Sonya swiped a tear away. “She’d fought so hard to bring her children into the world, and she was leaving it. I saw Hugh Poole rush in, and I watched him grieve when she died. He loved her—that was real. God, I could feel his grief. Then I saw her—Hester Dobbs. She just walked in. He didn’t see her, but I did. She took Marianne’s wedding ring.”
After a calming breath, she continued, “I said no, you can’t. You can’t do that. And she looked at me. She saw me. She said—and this is verbatim because I’ll never forget:
“‘I can. I have. I will. Do you think you can stop me? Stop what I forged in fire and blood? You’re the ghost here.’
“She put the ring on, and she already wore two others. Wedding rings, I’m sure of that. And I woke up, or came out of it, whatever the hell it was, standing in my bedroom with poor Yoda whining and shaking.”
She laughed a little. “I guess I whined and shook some, too.”
“Why didn’t you call me?”
“At three-something in the morning?”
“Yes.”
She looked at him, those oh-so-appealing blue eyes filled with concern.
“You actually mean that. Most people who say call anytime don’t actually mean at three-something in the morning.” She gave the hand still holding hers a quick squeeze. “Who are you?”
“I can’t claim I always say what I mean. I’m a goddamn lawyer. But if I tell you to call anytime, I mean it. You were afraid, and had a right to be. You don’t have to be alone.”
“It helps having the dog. I know that’s silly, but—”
“No, it’s not.”
“No,” she agreed, “it’s not. And it helped telling you all of it, and you believing me. Hold on.”

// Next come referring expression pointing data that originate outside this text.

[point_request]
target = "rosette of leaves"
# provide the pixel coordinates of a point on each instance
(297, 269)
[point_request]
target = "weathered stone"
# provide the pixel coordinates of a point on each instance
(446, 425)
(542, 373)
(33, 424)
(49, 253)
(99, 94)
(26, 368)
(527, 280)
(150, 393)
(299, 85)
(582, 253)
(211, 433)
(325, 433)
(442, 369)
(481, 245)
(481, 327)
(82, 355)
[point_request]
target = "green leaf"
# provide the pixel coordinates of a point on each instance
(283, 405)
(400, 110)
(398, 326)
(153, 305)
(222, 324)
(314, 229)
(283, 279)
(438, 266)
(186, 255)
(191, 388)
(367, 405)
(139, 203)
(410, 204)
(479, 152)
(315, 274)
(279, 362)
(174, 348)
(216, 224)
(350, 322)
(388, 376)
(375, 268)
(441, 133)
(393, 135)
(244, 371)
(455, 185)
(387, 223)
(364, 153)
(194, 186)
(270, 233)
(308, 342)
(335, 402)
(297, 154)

She rose to get her sketch pad.
“I drew them—the midwife, Marianne, everyone I saw.”
He took the sketchbook. “These are great. I didn’t know you could draw like this.”
“I’m much better at graphic art than fine art, but—”
“Don’t diminish your talent,” he murmured, and paged through the sketches. “You’d have a portrait of Hugh Poole in the inventory.”
“There’s a picture of his portrait in the book, and another of Marianne Poole—younger, I think, than she was when she died. But none of Hester Dobbs.”
“And this is her.”
She’d drawn the face from two angles, and another full-length with Dobbs holding up her hand with three rings.
“As close as I could manage.”
“I didn’t imagine she was beautiful.”
“She is—was. Really striking, the black hair, the milk-white face, the dark eyes. Her voice is … throaty. Sultry. She has crazy eyes. I don’t think I quite captured that.”
“Close enough. And this is the mirror?”
“Yes. My father drew it, too. He dreamed about it, my mother told me. He dreamed he saw—it must have been Collin—reflected in it. From boyhood and on.”